The most impactful moment for her came during the business pitch module. She didn’t know her teammates, and they all came from different states. “I didn’t know them. I didn’t know how they worked,” she said. “I worried they wouldn’t take it seriously.”

But as they advanced through the project, she realized something important: everyone who had made it this far in the program shared the same commitment. The team turned out to be collaborative, creative, and fully engaged.

She remembers rehearsing the pitch together, improving it day by day, and even the small bonding moments (like the group deciding to use matching profile photos to make their presentation look polished and unified). “Our team was almost all girls,” she laughed, “so we wanted it to look pretty.”

The experience reshaped how she understood teamwork. In school, she explained, group work often meant dividing tasks and never really collaborating. But this was different. “True teamwork is when everyone understands everything and the final result is something we built together—not just pieces put together at the last minute.”

Growing up, she says, young people in Mexico are often discouraged from entering the workforce early. “There’s a lot of fear,” she explained. “We’re told it will be too hard.”

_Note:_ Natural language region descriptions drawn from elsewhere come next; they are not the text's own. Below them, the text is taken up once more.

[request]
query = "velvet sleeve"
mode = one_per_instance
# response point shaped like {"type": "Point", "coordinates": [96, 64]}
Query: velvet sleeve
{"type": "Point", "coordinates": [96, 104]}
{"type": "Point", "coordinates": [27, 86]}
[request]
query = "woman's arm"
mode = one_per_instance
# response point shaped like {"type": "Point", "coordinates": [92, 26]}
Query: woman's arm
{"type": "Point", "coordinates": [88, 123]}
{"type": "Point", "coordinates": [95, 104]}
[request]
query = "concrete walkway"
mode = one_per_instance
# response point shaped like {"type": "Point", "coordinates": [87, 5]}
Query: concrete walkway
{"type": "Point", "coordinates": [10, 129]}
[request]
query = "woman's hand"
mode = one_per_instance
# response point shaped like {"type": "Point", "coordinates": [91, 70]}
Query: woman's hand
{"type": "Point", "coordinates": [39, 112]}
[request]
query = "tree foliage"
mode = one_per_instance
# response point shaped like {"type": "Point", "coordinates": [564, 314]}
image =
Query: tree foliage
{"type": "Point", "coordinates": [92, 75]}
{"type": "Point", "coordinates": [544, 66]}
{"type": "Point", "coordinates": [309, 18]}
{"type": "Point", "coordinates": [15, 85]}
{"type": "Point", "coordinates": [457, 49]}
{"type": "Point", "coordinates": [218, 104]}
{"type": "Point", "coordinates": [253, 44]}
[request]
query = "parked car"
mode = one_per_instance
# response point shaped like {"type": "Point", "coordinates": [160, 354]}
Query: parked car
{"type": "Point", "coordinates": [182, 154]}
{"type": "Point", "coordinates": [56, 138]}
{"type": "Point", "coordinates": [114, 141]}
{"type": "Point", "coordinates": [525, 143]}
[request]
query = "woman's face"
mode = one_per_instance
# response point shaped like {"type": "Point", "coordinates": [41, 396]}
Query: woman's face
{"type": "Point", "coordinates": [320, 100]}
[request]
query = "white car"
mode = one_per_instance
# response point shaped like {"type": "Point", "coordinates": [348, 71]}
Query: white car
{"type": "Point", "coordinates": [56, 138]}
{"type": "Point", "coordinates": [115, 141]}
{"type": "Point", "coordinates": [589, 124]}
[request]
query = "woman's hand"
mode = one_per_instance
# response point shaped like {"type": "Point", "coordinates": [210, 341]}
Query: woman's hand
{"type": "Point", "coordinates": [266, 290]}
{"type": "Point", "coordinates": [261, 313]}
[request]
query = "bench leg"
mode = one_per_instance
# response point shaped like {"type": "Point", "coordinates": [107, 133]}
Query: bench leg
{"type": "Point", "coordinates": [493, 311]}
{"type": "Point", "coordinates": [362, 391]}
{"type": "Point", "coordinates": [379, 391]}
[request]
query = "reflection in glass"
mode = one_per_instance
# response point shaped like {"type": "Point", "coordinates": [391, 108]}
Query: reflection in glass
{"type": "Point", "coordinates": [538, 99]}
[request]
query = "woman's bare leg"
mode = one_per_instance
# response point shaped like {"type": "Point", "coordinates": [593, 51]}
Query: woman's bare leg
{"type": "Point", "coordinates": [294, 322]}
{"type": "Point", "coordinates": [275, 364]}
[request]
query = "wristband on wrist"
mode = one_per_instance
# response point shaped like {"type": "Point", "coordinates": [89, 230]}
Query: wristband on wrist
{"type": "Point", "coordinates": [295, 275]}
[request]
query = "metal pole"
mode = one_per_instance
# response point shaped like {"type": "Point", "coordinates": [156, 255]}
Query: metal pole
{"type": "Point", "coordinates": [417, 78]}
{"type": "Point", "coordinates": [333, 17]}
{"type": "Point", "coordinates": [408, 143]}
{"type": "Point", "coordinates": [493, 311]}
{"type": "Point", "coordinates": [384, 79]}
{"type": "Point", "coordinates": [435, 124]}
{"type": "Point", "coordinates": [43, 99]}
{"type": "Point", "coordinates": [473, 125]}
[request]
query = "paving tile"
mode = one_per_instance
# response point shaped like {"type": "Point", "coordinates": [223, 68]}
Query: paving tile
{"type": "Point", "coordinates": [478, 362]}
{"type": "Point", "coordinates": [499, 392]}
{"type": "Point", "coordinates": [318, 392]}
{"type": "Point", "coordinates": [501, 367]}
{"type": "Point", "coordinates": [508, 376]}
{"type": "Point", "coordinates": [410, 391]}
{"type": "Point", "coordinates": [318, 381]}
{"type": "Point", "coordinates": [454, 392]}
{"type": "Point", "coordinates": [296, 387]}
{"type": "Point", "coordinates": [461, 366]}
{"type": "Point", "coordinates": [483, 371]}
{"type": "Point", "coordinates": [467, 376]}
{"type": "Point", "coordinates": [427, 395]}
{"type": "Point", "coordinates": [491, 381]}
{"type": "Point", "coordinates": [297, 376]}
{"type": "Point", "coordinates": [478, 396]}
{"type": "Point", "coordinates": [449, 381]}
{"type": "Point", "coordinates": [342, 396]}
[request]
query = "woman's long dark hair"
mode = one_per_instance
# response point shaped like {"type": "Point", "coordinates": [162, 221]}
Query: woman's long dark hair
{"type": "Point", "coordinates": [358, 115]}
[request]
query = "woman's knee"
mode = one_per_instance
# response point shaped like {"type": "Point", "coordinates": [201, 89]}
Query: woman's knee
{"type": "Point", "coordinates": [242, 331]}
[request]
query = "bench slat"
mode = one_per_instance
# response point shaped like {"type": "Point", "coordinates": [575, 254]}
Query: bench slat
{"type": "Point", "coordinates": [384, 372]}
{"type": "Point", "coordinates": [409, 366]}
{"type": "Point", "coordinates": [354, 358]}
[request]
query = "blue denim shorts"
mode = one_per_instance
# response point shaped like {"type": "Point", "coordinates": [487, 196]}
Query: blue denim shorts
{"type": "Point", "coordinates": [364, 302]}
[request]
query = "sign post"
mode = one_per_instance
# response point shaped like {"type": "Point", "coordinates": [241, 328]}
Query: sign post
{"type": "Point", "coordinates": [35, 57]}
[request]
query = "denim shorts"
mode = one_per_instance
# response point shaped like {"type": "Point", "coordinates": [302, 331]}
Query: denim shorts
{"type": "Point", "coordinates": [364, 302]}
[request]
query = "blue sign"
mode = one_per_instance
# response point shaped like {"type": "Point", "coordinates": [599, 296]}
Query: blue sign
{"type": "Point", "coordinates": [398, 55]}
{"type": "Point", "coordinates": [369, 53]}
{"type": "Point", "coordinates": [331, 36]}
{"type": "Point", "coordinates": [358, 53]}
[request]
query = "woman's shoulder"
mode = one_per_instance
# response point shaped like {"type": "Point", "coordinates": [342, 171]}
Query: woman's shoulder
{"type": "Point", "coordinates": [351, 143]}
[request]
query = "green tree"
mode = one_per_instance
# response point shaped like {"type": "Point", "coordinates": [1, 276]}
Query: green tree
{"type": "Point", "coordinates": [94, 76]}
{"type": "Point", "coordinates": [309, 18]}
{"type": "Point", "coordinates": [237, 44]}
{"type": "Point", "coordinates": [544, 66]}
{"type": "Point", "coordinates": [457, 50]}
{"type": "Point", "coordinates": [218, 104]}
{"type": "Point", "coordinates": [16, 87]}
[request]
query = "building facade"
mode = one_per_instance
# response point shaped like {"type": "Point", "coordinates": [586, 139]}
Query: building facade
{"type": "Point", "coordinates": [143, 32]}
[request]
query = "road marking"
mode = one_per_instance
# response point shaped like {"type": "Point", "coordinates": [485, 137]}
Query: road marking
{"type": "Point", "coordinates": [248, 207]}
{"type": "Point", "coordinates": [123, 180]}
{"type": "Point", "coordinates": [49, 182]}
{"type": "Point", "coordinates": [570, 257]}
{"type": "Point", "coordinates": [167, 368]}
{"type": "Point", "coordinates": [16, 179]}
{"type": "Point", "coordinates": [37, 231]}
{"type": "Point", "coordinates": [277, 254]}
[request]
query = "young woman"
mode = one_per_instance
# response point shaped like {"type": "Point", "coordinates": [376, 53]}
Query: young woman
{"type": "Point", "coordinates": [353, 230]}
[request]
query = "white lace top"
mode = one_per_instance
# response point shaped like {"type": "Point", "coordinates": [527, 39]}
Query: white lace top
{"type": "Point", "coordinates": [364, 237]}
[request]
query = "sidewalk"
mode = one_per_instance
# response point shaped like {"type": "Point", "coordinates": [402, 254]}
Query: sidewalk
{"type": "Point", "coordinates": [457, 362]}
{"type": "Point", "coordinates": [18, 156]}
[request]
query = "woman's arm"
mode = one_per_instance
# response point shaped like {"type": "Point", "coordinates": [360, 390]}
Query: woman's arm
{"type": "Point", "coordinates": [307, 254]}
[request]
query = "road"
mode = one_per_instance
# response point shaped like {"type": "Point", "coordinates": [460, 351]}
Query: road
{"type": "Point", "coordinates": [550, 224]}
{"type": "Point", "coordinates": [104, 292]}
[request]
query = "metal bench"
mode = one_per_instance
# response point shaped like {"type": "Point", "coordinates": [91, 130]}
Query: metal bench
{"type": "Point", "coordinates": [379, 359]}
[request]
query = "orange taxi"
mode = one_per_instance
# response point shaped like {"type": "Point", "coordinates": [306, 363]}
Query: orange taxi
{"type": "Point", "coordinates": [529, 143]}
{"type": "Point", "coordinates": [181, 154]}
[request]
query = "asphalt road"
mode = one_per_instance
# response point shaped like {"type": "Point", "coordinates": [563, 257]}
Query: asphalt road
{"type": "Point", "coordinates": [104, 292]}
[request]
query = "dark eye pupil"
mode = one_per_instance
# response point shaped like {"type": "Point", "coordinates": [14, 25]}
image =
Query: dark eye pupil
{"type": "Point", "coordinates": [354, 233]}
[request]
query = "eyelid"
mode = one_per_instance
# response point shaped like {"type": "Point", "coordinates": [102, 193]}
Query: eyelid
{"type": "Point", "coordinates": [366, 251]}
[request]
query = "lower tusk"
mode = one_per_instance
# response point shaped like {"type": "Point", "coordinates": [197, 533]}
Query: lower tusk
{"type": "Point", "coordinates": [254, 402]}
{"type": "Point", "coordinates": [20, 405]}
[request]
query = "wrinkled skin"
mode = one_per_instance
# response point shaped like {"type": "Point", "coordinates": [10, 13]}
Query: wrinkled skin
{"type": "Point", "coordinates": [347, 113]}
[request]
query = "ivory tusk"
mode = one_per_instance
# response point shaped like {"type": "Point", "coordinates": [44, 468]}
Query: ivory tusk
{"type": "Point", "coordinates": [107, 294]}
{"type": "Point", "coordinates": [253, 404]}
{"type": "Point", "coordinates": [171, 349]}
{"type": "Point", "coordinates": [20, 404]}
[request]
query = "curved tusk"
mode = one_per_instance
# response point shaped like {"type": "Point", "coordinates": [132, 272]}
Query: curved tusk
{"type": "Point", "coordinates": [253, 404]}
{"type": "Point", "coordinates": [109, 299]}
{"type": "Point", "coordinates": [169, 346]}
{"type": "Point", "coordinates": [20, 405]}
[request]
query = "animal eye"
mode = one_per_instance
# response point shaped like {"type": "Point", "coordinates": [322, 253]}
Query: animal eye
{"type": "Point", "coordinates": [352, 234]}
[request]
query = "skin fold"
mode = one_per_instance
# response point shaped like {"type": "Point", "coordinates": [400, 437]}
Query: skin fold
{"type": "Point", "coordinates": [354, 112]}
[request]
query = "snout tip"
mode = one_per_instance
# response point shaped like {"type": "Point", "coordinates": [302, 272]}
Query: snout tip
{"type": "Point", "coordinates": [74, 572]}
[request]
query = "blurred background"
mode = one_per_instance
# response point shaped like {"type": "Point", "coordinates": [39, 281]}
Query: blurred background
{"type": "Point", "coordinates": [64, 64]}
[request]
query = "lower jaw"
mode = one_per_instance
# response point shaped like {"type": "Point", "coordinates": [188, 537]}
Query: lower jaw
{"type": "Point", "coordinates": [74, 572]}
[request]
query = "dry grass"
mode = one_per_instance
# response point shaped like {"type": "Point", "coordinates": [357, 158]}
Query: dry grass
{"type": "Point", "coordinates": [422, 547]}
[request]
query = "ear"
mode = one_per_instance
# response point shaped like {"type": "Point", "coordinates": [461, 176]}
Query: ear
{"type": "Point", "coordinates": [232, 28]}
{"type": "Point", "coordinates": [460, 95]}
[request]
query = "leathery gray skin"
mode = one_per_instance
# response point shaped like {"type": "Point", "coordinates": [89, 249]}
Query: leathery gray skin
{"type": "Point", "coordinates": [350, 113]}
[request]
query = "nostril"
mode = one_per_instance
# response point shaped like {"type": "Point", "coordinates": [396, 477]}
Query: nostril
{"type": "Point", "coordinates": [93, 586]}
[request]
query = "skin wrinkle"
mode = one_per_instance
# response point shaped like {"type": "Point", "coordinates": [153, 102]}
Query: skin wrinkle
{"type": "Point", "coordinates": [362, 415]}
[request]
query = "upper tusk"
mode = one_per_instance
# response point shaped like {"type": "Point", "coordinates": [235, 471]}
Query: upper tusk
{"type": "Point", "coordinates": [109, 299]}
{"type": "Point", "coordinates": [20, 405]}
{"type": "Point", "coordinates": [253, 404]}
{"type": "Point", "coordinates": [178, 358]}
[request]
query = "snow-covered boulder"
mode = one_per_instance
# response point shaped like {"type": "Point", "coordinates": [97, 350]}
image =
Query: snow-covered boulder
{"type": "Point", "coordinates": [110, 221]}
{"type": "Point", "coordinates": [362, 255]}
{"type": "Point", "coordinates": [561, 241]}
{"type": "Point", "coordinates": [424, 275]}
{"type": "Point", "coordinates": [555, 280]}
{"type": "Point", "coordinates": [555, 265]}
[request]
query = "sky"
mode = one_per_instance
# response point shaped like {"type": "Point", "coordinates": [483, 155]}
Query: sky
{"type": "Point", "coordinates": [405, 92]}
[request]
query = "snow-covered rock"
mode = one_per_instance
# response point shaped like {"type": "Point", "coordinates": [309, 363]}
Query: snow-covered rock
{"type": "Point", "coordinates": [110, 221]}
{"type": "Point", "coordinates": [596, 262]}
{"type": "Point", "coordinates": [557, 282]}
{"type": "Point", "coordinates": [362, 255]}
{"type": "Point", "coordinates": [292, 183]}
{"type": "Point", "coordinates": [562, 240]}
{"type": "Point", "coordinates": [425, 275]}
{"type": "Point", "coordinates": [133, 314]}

But the program's instructors shared their own experiences—the good and the bad—and helped students see the workplace from a realistic, empowering perspective. “They show you that not everything is perfect, but not everything is terrible either. Hearing from people closer to our age, people who’ve lived it, helps so much.”

She found budgeting and financial planning to be the most practical lessons from the program. Before, she didn’t have a straightforward method for managing money, but she learned to start with her needs and create a budget intentionally, not just count expenses at the end of the month. “JA helped me understand that this is the starting point. They plant the seed, but I have to grow it.”

In five years, when she’s 25, she hopes to see herself living somewhere new and feeling more at peace with who she is. She imagines having greater stability, a job she feels proud of, and—most importantly—finding a way to “give back” to JA.

“I don’t know exactly how,” she said. “Maybe volunteering in a program. But I want to repay everything these programs gave me.”

Reflecting on her experience with JA and Competencias para la Vida, Maria said the impact goes beyond skills: “It opens up your perspective. Every program has its own essence and teaches you something different. And every person you meet adds something to your life.”

What she carries with her now is confidence—in interviews, in teamwork, in planning for her future, and in her own voice. “Thanks to Junior Achievement, I feel more prepared. The experience gave me the beginning of what I should be doing. Now it’s up to me to keep building.”